Ovadia (2006) claims blogs hold insight into mainstream media alternatives. Blogs offering reaction to and commentary on mass media offer a unique perspective of culture that should not go undocumented. Blogs are becoming “communication centers for many kinds of new ideas and new thinking” (Kline and Burstein 2005), and providing alternate points of view (Blood 2002).
     In addition to these primary values, blogs offer a vast array of secondary value to future researchers. Blogs can add more detail to a published story or event by offering futher links and references; blogs can inspire further investigation by bringing up questions and issues; blogs can demonstrate insight into media process and evolution of media communication or information dissemination (Ovadia 2006). To take it one step futher, blogs can even offer a view of technological evolution (O’Sullivan 2005), and someday, a history of the evolution of blogging. The value of blogs has already been well-established.
     What has yet to be established is how to go about achieving a successful blog archive. Suggestions have been offered, some from the authors calling for blog preservation, some from a broader perspective of internet archiving: after all, a blog is, at its very basic level, a webpage. However, due to their contemporary nature and short history, blogs are still considered current records. Few blogs have fallen into the category of “non-current,” the very definition of the type of records for inclusion in archives (National Archives and Records Adminstration 1984). The nature of continuous updates and commentary encourages repeat visits to the blog (Blood 2002) and keeps the record in use. Blogs as we known them are still very much current documents; few have been in existence long enough to complete a traditional record life-cycle. It is true that some blogs fall out of use, but the limited time frame cannot offer true perspective—what if the blogger decides several years down the line to continue writing? Blogs focused on topics or events may go dark until a recurrence of noteworthy items to discuss. Determining whether or not a blog is current is difficult at best.

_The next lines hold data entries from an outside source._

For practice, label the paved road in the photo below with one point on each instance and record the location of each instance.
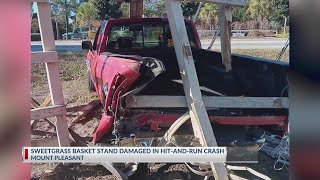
(265, 43)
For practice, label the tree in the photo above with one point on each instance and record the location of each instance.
(262, 10)
(209, 15)
(281, 12)
(108, 9)
(61, 11)
(189, 8)
(87, 13)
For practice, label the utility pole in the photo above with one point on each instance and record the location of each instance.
(67, 19)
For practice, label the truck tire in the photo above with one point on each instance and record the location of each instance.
(91, 87)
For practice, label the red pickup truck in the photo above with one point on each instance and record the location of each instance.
(137, 57)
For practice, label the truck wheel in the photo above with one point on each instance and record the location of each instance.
(91, 87)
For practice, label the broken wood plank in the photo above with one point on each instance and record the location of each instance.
(46, 101)
(53, 73)
(44, 112)
(209, 102)
(35, 78)
(199, 117)
(86, 110)
(44, 57)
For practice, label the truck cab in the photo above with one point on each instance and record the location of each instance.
(137, 57)
(77, 33)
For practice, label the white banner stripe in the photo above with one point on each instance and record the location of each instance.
(124, 154)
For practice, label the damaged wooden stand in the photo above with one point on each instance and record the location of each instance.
(49, 56)
(197, 110)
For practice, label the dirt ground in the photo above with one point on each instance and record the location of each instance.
(74, 76)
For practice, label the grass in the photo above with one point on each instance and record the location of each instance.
(73, 73)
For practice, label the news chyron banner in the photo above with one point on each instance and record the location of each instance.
(123, 154)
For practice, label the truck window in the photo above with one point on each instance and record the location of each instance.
(168, 37)
(153, 35)
(143, 35)
(125, 36)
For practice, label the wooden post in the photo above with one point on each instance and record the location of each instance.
(136, 8)
(53, 73)
(199, 117)
(225, 14)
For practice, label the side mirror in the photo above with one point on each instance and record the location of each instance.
(86, 45)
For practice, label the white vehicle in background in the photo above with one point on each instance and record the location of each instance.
(77, 33)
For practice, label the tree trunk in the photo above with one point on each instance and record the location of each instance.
(285, 25)
(57, 28)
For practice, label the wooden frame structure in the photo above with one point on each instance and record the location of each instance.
(197, 110)
(49, 56)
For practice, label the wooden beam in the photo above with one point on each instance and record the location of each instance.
(41, 113)
(86, 110)
(53, 73)
(225, 16)
(209, 102)
(225, 2)
(44, 57)
(199, 117)
(136, 8)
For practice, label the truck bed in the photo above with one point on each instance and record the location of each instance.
(250, 76)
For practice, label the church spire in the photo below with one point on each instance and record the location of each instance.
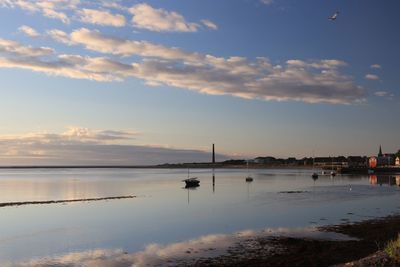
(380, 151)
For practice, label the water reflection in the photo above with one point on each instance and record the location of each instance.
(184, 253)
(185, 214)
(384, 180)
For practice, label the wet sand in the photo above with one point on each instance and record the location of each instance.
(372, 236)
(11, 204)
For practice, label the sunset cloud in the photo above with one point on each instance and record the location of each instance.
(376, 66)
(372, 77)
(52, 9)
(317, 81)
(84, 146)
(175, 254)
(160, 20)
(209, 24)
(101, 17)
(28, 31)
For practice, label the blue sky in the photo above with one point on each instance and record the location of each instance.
(146, 82)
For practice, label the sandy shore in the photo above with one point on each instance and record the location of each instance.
(372, 236)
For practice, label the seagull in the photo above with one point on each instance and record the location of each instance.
(334, 16)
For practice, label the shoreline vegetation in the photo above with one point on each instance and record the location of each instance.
(23, 203)
(372, 237)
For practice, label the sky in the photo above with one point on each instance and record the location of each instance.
(149, 82)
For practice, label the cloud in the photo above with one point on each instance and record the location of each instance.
(209, 24)
(51, 9)
(59, 36)
(267, 2)
(28, 31)
(83, 146)
(101, 17)
(372, 77)
(160, 20)
(256, 80)
(317, 81)
(376, 66)
(187, 252)
(95, 41)
(13, 48)
(381, 93)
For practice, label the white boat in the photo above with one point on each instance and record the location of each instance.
(248, 178)
(191, 181)
(315, 174)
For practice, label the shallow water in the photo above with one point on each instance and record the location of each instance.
(165, 213)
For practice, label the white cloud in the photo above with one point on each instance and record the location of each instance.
(28, 31)
(307, 81)
(101, 17)
(94, 40)
(51, 9)
(381, 93)
(209, 24)
(12, 48)
(85, 146)
(59, 36)
(160, 20)
(376, 66)
(372, 77)
(186, 253)
(267, 2)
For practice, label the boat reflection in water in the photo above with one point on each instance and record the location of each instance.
(384, 179)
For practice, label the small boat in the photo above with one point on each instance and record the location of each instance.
(333, 173)
(315, 174)
(192, 182)
(248, 178)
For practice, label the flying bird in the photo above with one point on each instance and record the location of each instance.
(334, 16)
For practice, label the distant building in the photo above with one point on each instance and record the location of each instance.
(382, 160)
(265, 160)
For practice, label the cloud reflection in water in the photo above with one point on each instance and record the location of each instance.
(188, 252)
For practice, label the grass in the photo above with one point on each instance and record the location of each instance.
(392, 248)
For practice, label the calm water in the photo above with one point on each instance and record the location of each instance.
(165, 213)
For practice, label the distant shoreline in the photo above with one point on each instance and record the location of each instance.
(164, 166)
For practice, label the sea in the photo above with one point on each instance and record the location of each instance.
(166, 222)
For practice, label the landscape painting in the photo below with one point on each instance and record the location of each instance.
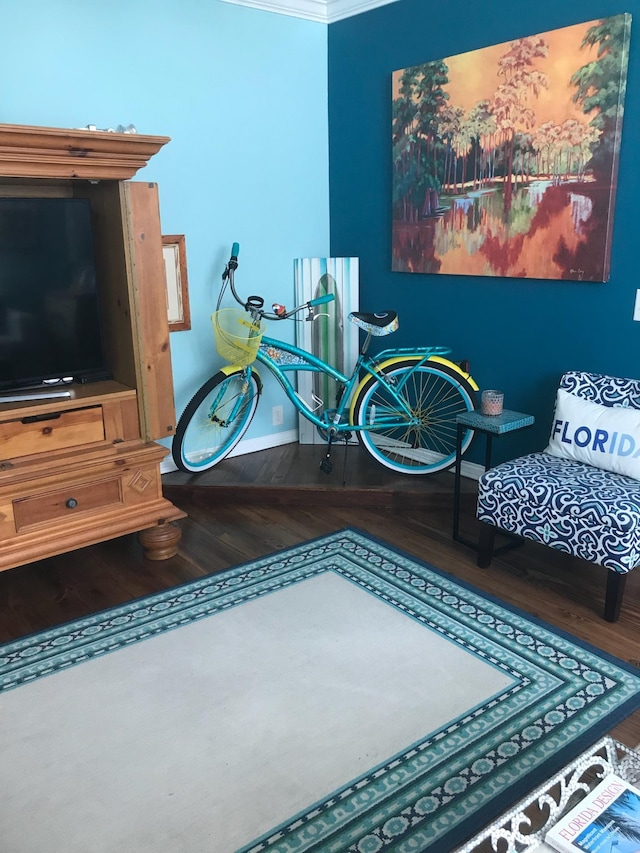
(505, 159)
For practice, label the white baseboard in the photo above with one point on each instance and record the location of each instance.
(471, 470)
(468, 469)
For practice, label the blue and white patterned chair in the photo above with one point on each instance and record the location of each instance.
(569, 504)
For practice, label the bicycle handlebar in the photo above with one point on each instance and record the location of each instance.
(254, 304)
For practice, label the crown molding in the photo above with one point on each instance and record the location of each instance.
(324, 11)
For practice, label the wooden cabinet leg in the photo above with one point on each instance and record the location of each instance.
(160, 542)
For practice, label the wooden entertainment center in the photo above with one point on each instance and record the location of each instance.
(85, 468)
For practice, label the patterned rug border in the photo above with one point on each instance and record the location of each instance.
(454, 780)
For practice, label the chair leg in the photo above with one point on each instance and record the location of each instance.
(485, 544)
(613, 596)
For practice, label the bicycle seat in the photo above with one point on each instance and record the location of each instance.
(381, 323)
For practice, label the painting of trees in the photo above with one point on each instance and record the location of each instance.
(505, 162)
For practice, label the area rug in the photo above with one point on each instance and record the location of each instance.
(337, 696)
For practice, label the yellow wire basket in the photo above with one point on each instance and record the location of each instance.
(237, 335)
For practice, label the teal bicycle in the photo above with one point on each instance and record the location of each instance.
(401, 404)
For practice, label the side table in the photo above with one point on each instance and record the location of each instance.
(490, 425)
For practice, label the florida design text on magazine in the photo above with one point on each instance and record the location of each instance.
(607, 820)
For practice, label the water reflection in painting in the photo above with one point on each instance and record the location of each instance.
(513, 174)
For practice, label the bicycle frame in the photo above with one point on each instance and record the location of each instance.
(281, 358)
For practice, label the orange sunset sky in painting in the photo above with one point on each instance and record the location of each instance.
(473, 76)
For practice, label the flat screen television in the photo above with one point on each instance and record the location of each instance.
(50, 325)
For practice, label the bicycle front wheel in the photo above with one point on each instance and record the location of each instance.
(410, 424)
(215, 420)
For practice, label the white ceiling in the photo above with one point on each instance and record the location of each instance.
(325, 11)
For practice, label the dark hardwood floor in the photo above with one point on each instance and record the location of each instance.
(257, 504)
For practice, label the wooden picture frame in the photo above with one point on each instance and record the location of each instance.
(175, 260)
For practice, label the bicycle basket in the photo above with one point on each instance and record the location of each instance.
(237, 335)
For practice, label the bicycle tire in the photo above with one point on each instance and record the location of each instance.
(204, 436)
(435, 393)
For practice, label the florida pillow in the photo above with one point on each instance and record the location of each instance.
(607, 437)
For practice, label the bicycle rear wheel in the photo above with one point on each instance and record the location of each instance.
(215, 420)
(432, 396)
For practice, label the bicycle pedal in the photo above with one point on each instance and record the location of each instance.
(326, 466)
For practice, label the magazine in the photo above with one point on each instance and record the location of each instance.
(606, 820)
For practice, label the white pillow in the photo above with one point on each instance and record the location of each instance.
(604, 436)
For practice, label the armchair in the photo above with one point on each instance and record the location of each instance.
(581, 495)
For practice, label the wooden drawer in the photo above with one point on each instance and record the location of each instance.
(67, 502)
(51, 431)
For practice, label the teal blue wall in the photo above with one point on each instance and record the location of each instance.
(243, 95)
(519, 334)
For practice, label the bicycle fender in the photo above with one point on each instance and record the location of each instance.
(453, 366)
(389, 362)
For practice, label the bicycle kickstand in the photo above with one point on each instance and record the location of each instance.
(326, 466)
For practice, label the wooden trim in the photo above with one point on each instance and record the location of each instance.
(50, 152)
(179, 313)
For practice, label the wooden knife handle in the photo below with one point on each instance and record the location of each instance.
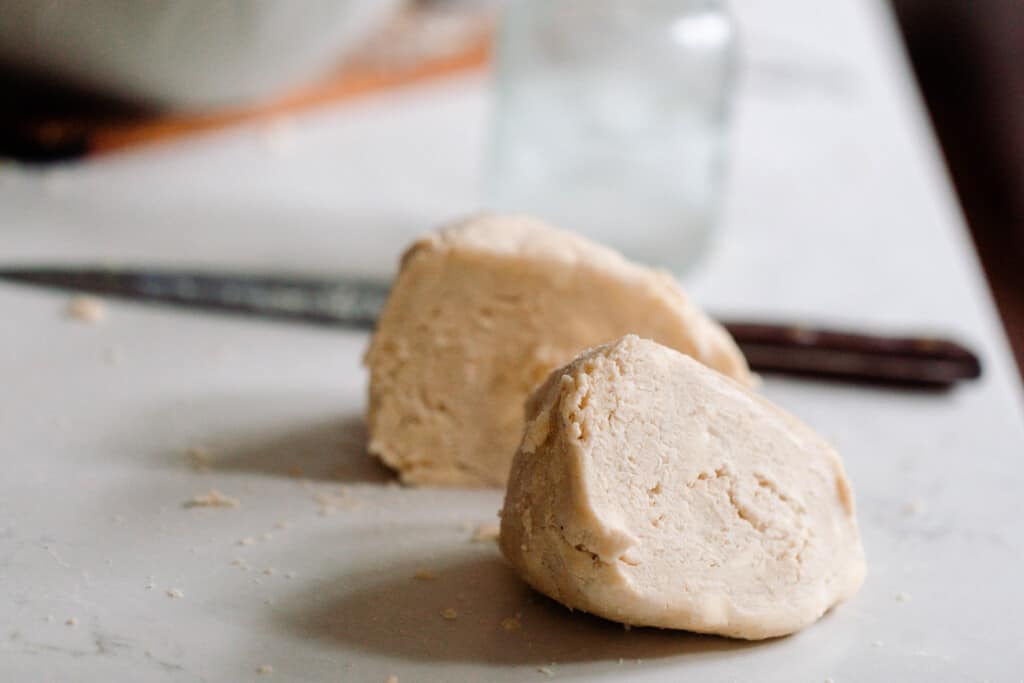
(923, 361)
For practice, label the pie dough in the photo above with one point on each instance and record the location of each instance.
(480, 313)
(651, 491)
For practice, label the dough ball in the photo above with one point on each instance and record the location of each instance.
(651, 491)
(480, 313)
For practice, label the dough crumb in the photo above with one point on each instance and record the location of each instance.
(199, 458)
(212, 499)
(485, 532)
(86, 309)
(511, 624)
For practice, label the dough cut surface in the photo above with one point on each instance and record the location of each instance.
(651, 491)
(480, 313)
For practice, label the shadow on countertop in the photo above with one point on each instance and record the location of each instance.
(326, 450)
(394, 613)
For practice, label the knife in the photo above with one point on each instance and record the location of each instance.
(914, 360)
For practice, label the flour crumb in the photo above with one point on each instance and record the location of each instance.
(199, 458)
(911, 508)
(113, 356)
(212, 499)
(485, 532)
(86, 309)
(511, 624)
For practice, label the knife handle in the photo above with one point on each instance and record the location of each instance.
(921, 361)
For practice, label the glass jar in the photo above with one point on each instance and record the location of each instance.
(610, 120)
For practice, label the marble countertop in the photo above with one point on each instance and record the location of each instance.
(839, 210)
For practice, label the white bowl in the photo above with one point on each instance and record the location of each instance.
(183, 53)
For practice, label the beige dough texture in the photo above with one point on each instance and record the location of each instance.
(651, 491)
(480, 313)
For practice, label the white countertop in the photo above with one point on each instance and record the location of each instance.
(838, 210)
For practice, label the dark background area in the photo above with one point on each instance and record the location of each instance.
(969, 58)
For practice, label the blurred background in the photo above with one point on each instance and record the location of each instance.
(87, 80)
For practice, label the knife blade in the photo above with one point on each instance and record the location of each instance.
(794, 349)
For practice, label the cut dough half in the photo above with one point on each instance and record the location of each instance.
(651, 491)
(479, 314)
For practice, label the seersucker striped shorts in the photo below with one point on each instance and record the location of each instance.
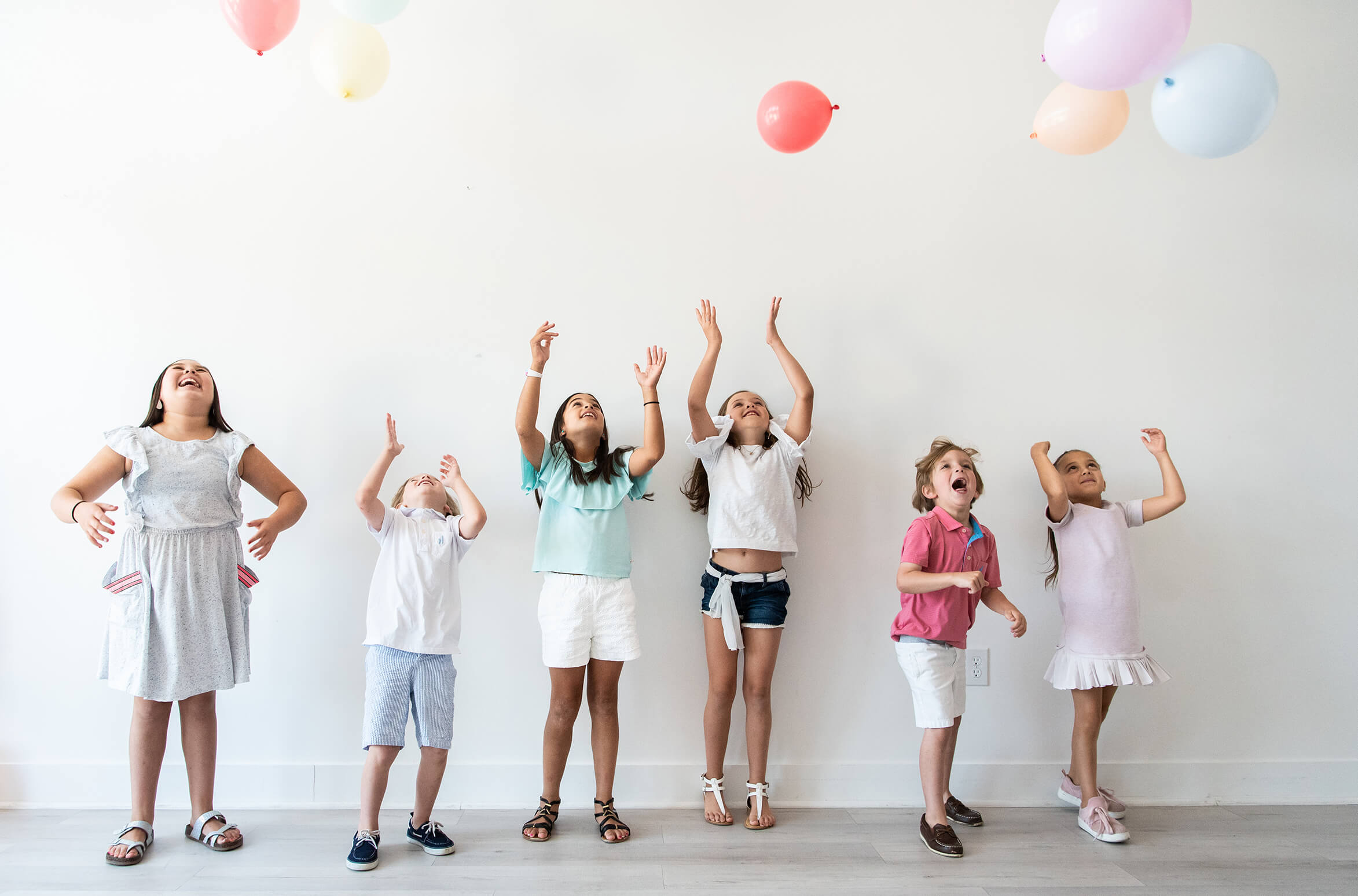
(401, 685)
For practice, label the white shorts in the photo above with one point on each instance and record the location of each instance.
(937, 677)
(587, 618)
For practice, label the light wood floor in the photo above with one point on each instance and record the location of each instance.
(1174, 850)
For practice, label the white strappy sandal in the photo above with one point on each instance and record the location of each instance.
(140, 846)
(715, 788)
(758, 792)
(214, 841)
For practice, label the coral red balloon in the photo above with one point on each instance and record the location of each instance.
(261, 24)
(792, 116)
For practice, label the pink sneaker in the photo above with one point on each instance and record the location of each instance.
(1096, 822)
(1069, 792)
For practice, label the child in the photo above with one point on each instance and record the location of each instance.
(948, 564)
(587, 608)
(414, 619)
(1100, 633)
(179, 617)
(747, 478)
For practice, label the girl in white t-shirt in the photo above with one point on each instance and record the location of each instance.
(748, 478)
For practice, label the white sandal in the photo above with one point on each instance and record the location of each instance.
(715, 787)
(758, 792)
(140, 846)
(214, 841)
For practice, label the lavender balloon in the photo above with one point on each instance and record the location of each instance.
(1115, 44)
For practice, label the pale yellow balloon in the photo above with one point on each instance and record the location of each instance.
(351, 60)
(1078, 121)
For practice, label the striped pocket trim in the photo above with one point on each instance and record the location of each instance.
(124, 584)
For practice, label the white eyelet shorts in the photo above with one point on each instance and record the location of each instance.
(587, 618)
(937, 677)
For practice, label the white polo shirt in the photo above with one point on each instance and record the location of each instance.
(414, 603)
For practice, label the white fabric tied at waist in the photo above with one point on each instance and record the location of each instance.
(723, 602)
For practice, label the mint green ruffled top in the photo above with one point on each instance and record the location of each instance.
(583, 528)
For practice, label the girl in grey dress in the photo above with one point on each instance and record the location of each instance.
(179, 592)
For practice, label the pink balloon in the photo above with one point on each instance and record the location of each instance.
(792, 116)
(261, 24)
(1115, 44)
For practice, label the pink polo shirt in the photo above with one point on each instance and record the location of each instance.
(939, 544)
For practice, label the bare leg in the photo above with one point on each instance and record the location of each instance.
(761, 658)
(199, 735)
(568, 689)
(602, 690)
(716, 716)
(1084, 741)
(146, 754)
(428, 779)
(374, 788)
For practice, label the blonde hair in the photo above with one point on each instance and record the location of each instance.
(450, 502)
(924, 472)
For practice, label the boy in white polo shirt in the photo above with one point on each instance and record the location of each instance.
(414, 619)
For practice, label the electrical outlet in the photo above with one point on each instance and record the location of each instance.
(978, 667)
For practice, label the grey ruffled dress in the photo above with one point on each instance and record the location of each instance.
(179, 615)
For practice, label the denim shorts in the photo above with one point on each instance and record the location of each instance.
(759, 604)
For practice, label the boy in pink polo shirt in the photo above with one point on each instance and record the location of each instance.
(948, 565)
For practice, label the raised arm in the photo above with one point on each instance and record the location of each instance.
(699, 417)
(368, 496)
(654, 442)
(269, 481)
(75, 501)
(1172, 486)
(799, 421)
(473, 515)
(526, 416)
(1057, 500)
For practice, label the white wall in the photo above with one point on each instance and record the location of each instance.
(166, 193)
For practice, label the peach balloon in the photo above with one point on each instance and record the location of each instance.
(1078, 121)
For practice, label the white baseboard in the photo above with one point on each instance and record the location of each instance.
(495, 787)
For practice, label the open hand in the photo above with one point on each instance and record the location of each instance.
(708, 321)
(772, 333)
(655, 363)
(393, 446)
(262, 541)
(449, 470)
(541, 345)
(94, 520)
(1155, 442)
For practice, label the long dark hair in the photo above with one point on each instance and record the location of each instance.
(607, 463)
(1051, 533)
(155, 414)
(699, 492)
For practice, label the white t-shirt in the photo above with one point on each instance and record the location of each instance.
(414, 603)
(751, 488)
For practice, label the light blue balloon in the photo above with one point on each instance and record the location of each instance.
(370, 11)
(1216, 101)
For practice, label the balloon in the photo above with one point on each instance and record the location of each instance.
(261, 24)
(1078, 121)
(351, 60)
(792, 116)
(1114, 44)
(1216, 101)
(370, 11)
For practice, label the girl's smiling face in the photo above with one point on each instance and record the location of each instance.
(583, 418)
(186, 388)
(952, 485)
(1082, 476)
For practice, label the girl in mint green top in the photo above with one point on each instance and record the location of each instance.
(587, 608)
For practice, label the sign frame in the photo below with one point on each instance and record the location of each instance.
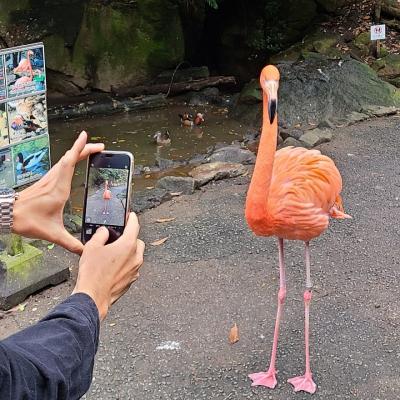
(26, 129)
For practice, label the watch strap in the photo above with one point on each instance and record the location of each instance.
(6, 216)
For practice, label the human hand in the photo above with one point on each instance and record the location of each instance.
(38, 211)
(107, 271)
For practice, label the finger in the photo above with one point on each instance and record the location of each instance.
(90, 148)
(100, 237)
(140, 246)
(69, 242)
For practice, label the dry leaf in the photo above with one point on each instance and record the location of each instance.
(161, 220)
(158, 242)
(234, 334)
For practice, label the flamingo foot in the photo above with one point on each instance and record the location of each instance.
(267, 379)
(304, 383)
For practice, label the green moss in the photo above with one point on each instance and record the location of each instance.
(126, 45)
(22, 261)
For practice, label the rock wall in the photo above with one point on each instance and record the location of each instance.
(98, 44)
(106, 44)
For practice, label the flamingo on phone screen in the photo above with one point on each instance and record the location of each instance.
(293, 193)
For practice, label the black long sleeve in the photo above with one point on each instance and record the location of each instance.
(53, 359)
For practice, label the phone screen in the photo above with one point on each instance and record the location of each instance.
(107, 194)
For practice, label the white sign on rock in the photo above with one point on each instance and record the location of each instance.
(378, 32)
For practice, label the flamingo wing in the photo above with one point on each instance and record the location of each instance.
(304, 188)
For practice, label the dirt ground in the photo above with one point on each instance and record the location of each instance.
(167, 338)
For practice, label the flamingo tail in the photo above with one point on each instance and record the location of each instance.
(337, 211)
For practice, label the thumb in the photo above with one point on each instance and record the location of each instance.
(70, 243)
(100, 237)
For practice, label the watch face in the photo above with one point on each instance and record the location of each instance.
(6, 192)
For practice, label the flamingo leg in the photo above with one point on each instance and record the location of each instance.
(268, 378)
(305, 382)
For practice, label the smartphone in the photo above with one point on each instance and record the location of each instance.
(107, 193)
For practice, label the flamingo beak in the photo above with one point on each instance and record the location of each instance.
(271, 87)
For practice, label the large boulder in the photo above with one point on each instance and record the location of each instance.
(98, 44)
(313, 91)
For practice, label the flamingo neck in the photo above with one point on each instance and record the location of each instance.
(257, 197)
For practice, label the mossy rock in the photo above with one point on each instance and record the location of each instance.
(325, 43)
(363, 39)
(332, 5)
(388, 67)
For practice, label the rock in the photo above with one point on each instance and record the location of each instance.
(388, 67)
(241, 44)
(291, 142)
(198, 159)
(73, 223)
(332, 5)
(315, 137)
(355, 117)
(216, 171)
(295, 133)
(183, 75)
(391, 7)
(233, 154)
(379, 111)
(176, 184)
(164, 163)
(106, 44)
(148, 199)
(316, 90)
(326, 123)
(196, 99)
(212, 95)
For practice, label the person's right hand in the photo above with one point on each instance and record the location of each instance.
(107, 271)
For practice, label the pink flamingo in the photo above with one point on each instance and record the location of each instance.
(106, 197)
(292, 194)
(24, 64)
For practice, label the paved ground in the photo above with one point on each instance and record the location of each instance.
(115, 207)
(212, 273)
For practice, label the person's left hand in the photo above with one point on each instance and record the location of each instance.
(38, 212)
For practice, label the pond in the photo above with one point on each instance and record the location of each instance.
(134, 131)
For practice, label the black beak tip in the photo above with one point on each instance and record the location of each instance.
(272, 110)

     Since few blogs at this time qualify for archival treatment, the impetus to implement any of these suggestions is lacking. In future years, if and when blogs cease to be current, archivists will be inundated with issues if not addressed in advance. Archivists need to think about how to archive these digital materials before they are even made (Zelenyj 1999). By looking ahead and beginning to implement and evaluate archival stategies for blogs, as well as other born digital materials, archivists may be able to create a seamless transition from current blog to sunsetted blog, ensuring unbroken access and original order.
 
Challenges
Archiving blogs is riddled with challenges. As a type of webpage, blogs are subject to the same issues as both electronic records and other web pages. Electronic data is ethereal and ephemeral, and subject to deletion through human error or equipment malfunction. Blogs are “born digital,” that is, they were created digitally, as opposed to a physical object later transferred to an electronic format. Digital records are typically less stable media than physical formats (Hunter 2000), and unlike digitized physical records, there is no original copy to revert to or rely upon if the digital file is corrupted. Blogs are dynamic; adding and modifying content is key to the concept of blogging. Because they contain links, multimedia, and other references, blogs have ambiguous boundaries (Lyman 2002). These inclusions also bring up issues: external links not under the blogger’s control may break, or the site to which they link may disappear. To what depth should links be followed (Masanes 2005)? And to what depth can they be followed without infringing on the intellectual property rights of others?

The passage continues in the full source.